Wednesday, November 16, 2011

Charting joblessness, big banks getting bigger


A group called Remapping Debate, which aims to broaden public policy discussions, released an interactive chart today that shows interesting changes in unemployment and underemployment rates nationwide. "Using 'Alternative Measures of Labor Force Underutilization for States' produced by the Bureau of Labor Statistics," the group said their chart, "shows the average annual percentage of the civilian labor force that falls into each of four categories of unemployment and underemployment in each of the 50 states for the years 2003 to 2010."

North Carolina moved down in the rankings of the unemployed and underemployed in the nation from 2009 to 2010. It was 10th in 2009 and is 14th in 2010. That means more state's had higher unemployment and underemployment than North Carolina did in 2010 than in 2009. South Carolina also moved down in the rankings from 4th in 2009 to 9th in 2010.

Take a look at their chart, and see how unemployment and underemployment has changed in each state since 2003. Move the slider in the upper left-hand side of the chart and you can see the figures change dramatically over the years. We can only wistfully look back at 2003 and wish for a 6.5 percent unemployment rate in North Carolina. South Carolina's rate was 6.8 percent that year.

The chart includes includes the unemployment rates, the percentage of the civilian labor force that is working part-time for economic reasons — meaning individuals who want to be working full-time but are unable to find full-time employment, marginally attached workers — workers who had looked for a job sometime in the prior year, but who had not searched for a job anytime in the prior month, and discouraged workers — a subset of marginally attached workers that who, when asked why they had not searched for work in the prior month, gave the specific reason that they believed no jobs were available for them.

On the whole, the chart is discouraging to look at.

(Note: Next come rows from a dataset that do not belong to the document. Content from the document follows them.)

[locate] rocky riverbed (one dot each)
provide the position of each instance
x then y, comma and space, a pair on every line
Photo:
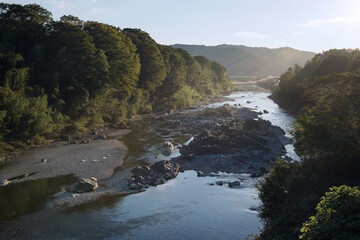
201, 204
226, 139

EVEN BIGGER? TOO, TOO BIG TO FAIL?

The group used info from the Financial Stability Board at the Bank of International Settlements to release another chart listing the 29 financial institutions the board deemed to be “globally systemically important.” Eight of those banks are in the United States, and of course one, Bank of America, is headquartered right here in Charlotte. These are the banks worldwide that are, ahem, too big to fail. Royal Bank of Scotland tops the list. BofA comes in at No. 12. Wells Fargo, which absorbed Wachovia, comes in at No. 20. Turns out these banks are even bigger than they were in 2008 when the shenanigans of some helped push the U.S. into a recession. Are they now too, too big to fail?

Fannie Flono

2 comments:

GottaBchittenme said...

Here's an animated unemployment map for every county in the U.S.

Watch the dates as it plays.

http://cohort11.americanobserver.net/latoyaegwuekwe/multimediafinal.html

kantstanzya said...

Ms. Flonno,

I'm trying to figure out what connection you are trying to make between rising unemployment and banks getting bigger? Because of the recession hundreds of smaller banks have failed or been bought out leaving fewer, larger ones in the marketplace. This happens in every industry in economic downturns.

You state "these banks are even bigger than they were in 2008 when the shennanigans of some helped push the U.S. into a recession." What exactly were these shennanigans you claim? I don't remember any arrests. I don't remember any indictments.

The recession was caused by the busting of the housing bubble. The housing bubble was begun by the Federal governemnt who required private banks and Freddie and Fannie to make loans to people who couldn't pay them back to increase home ownership for low income people and people with bad credit. Because these loans were federally guaranteed Wall Street made what seemed like a quite rational risk/reward decision to bundle them together and use them as high return investment vehicles.

Obviously with the crash in housing prices this wasn't such a good decision. But there were no "shennanigans." There is blame to go around but the #1 villain was the Federal Government (under several administrations) meddling in the private sector and trying to influence who should recieve mortgages by forcing institutions to make these loans. The current administration is making things worse by continuing to meddle in the private sector.

No bank is "too big to fail". The U,S. Government, as we slip closer to Greece, Italy etc.financially with our debts and deficits is not too big to fail either.